Massachusetts residents may be interested in a case involving the revocation of an organization’s nonprofit status. The Marine Museum, which was established back in 1968, has lost its nonprofit status with the IRS for not complying with federal regulations pertaining to filing. The museum initially exhibited items that had been donated to it, including models from the original U.S.S. Titanic 1953 film and replicas of the Fall River Line steamers.
According to an Internet database that tracks nonprofits, the exempt status of the organization was automatically revoked by the IRS for failure to file a Form 990. The organization reportedly did not file the form for three consecutive years. The IRS website also claims the private nonprofit museum had its tax status revoked on Feb. 15., the revocation having been posted on Oct. 7 of this year. The change will have significant effects on the museum’s payment of real estate and federal and state income taxes, as well as tax-deductible donations.

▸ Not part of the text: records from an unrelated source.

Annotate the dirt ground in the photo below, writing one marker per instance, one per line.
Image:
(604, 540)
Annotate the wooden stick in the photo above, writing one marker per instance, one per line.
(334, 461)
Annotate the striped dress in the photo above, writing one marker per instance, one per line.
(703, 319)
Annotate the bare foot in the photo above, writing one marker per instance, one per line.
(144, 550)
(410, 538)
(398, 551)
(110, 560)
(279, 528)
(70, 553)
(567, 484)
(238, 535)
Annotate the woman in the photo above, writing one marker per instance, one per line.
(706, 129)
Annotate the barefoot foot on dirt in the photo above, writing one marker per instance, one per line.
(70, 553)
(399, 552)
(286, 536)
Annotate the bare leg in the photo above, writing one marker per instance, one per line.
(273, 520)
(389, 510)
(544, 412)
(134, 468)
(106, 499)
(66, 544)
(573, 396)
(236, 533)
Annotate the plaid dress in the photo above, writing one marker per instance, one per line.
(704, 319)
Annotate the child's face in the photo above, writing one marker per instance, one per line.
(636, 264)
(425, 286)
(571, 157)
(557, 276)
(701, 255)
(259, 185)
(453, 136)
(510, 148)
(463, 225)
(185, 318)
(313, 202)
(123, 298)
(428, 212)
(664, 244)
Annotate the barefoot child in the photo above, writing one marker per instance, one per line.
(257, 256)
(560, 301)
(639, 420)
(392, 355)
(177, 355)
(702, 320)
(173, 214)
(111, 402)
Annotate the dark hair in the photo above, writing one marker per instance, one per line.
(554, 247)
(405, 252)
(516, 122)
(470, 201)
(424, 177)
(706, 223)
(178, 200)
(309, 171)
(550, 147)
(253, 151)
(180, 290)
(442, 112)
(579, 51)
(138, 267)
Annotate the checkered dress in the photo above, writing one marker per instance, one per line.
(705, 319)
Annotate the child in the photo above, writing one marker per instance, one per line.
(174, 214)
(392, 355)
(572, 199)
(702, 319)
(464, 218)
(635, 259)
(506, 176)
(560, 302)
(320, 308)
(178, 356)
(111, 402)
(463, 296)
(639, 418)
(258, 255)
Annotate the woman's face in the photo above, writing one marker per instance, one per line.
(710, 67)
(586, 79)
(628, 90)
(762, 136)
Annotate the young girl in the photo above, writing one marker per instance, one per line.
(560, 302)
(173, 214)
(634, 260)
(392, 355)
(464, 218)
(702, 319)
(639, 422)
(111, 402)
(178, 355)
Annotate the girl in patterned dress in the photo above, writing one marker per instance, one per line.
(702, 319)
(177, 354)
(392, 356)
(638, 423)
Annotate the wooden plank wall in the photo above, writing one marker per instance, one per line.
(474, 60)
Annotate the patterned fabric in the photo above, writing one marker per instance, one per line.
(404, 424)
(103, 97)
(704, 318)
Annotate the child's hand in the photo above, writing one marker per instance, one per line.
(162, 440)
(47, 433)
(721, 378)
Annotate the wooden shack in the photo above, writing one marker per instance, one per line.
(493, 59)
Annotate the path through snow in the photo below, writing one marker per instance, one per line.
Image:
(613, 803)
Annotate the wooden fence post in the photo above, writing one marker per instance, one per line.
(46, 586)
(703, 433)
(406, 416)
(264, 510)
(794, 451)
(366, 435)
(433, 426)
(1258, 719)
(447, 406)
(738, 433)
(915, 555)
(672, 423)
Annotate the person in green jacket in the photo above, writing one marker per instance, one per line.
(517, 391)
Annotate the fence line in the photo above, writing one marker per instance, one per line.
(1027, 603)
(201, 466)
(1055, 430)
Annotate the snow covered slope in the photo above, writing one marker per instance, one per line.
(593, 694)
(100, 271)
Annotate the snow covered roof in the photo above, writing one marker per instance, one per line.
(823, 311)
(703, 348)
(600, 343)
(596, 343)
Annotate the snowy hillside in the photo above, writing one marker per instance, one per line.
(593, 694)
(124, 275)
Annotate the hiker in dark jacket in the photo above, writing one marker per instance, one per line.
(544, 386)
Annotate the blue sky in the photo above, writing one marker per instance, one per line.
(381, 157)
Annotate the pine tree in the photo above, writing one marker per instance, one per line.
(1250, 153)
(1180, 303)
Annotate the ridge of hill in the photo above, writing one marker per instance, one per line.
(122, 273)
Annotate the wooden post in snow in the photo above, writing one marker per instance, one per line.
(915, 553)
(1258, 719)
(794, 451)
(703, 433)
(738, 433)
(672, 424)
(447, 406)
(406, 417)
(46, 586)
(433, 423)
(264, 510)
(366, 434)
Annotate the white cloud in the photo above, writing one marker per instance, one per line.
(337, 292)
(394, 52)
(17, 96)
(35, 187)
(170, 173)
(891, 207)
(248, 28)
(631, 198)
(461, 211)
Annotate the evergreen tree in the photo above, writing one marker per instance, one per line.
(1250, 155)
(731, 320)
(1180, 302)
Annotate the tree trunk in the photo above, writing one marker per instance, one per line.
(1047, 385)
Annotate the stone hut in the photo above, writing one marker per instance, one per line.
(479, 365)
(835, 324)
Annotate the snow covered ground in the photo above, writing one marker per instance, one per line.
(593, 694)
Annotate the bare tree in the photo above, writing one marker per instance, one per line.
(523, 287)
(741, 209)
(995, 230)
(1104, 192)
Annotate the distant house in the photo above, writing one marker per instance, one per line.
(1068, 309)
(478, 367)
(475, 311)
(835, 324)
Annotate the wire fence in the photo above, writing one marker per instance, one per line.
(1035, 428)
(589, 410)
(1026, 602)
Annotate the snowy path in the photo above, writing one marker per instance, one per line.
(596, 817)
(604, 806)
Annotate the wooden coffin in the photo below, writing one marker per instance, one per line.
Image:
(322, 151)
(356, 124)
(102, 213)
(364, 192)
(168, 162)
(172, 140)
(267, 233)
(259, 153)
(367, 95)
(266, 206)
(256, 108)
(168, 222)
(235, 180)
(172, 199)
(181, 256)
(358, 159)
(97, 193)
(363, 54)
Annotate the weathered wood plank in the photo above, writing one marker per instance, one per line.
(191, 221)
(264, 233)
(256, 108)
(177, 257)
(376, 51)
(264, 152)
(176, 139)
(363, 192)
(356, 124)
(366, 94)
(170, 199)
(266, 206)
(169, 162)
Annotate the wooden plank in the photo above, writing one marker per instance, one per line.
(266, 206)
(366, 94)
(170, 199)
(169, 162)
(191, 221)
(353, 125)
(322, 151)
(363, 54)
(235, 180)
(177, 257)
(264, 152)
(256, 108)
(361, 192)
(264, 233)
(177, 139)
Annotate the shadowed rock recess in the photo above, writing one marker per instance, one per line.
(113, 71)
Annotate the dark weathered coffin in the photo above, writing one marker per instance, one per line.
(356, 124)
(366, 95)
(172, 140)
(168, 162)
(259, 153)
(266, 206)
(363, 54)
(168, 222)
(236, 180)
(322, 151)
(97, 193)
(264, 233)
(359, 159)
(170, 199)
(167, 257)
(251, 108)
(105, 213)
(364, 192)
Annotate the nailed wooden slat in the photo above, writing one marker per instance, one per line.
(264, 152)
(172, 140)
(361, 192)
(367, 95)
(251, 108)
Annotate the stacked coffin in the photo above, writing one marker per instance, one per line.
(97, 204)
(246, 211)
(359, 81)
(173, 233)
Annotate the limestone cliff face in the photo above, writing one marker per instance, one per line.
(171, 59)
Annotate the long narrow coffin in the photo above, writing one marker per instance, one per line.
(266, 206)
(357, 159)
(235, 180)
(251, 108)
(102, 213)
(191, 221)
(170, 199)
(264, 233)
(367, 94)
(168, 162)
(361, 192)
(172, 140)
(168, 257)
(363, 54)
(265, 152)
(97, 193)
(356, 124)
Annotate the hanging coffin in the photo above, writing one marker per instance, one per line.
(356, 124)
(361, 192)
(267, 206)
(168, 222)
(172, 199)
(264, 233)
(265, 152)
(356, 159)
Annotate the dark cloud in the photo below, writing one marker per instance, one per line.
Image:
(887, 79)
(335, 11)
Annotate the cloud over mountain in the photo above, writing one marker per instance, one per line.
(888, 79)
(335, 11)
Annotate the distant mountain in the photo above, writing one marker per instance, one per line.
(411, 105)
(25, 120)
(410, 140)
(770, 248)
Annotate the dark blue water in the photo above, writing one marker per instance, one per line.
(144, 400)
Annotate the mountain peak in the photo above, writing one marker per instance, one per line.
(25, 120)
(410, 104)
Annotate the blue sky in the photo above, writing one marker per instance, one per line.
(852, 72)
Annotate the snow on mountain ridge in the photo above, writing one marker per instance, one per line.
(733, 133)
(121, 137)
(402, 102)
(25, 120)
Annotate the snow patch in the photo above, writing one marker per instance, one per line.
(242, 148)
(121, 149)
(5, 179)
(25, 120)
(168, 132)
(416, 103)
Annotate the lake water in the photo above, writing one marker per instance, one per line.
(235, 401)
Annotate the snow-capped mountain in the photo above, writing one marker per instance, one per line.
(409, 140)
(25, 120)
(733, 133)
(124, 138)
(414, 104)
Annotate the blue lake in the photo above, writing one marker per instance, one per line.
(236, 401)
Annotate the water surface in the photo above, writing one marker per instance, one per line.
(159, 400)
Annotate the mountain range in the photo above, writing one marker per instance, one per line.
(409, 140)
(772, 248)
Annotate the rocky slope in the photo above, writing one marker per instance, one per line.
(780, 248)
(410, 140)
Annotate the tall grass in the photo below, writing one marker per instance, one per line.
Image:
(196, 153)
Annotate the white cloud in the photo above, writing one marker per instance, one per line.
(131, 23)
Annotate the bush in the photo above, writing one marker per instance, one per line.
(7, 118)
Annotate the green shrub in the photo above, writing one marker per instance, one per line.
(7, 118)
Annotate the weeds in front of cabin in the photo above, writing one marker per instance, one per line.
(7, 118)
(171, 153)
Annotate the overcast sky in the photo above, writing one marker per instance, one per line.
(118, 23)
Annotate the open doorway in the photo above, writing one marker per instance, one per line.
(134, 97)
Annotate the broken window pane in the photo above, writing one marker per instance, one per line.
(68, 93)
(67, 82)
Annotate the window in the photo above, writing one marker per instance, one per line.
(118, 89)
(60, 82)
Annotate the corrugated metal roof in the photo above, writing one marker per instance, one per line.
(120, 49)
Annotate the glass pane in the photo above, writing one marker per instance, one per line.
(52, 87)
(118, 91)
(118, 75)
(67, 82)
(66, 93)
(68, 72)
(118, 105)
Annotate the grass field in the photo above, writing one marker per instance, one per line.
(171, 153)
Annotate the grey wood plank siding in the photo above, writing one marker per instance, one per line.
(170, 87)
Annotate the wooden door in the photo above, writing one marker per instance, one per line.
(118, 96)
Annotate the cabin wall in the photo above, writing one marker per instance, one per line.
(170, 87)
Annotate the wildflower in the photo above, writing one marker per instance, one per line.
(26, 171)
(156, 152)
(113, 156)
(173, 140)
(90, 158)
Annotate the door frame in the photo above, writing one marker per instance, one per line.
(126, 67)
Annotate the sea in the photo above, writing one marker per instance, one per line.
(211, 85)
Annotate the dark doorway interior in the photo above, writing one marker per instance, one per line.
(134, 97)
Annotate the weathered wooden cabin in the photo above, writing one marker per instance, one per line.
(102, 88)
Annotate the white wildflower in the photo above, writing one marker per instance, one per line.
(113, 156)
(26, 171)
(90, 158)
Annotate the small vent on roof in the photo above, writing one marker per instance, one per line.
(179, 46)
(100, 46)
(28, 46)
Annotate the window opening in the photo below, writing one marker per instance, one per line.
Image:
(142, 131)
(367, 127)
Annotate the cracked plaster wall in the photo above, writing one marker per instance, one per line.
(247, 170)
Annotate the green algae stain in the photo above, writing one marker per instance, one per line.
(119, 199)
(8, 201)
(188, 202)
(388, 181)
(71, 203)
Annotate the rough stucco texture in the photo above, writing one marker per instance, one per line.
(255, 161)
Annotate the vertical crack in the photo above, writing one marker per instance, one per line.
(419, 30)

It was also learned that the museum had not filed the required state and city corporation and nonprofit tax forms. The Marine Museum has been located at 70 Water St. since its inception more than 40 years ago. It is housed in a building that is more than a 100 years old.
As the museum’s case may make clear, IRS regulations and documents can be confusing not only to individuals, but also to entities such as private nonprofit organizations. Seeking skilled legal consultation may help clarify a nonprofit organization’s tax options, ensuring that the IRS doesn’t have the right to revoke nonprofit status.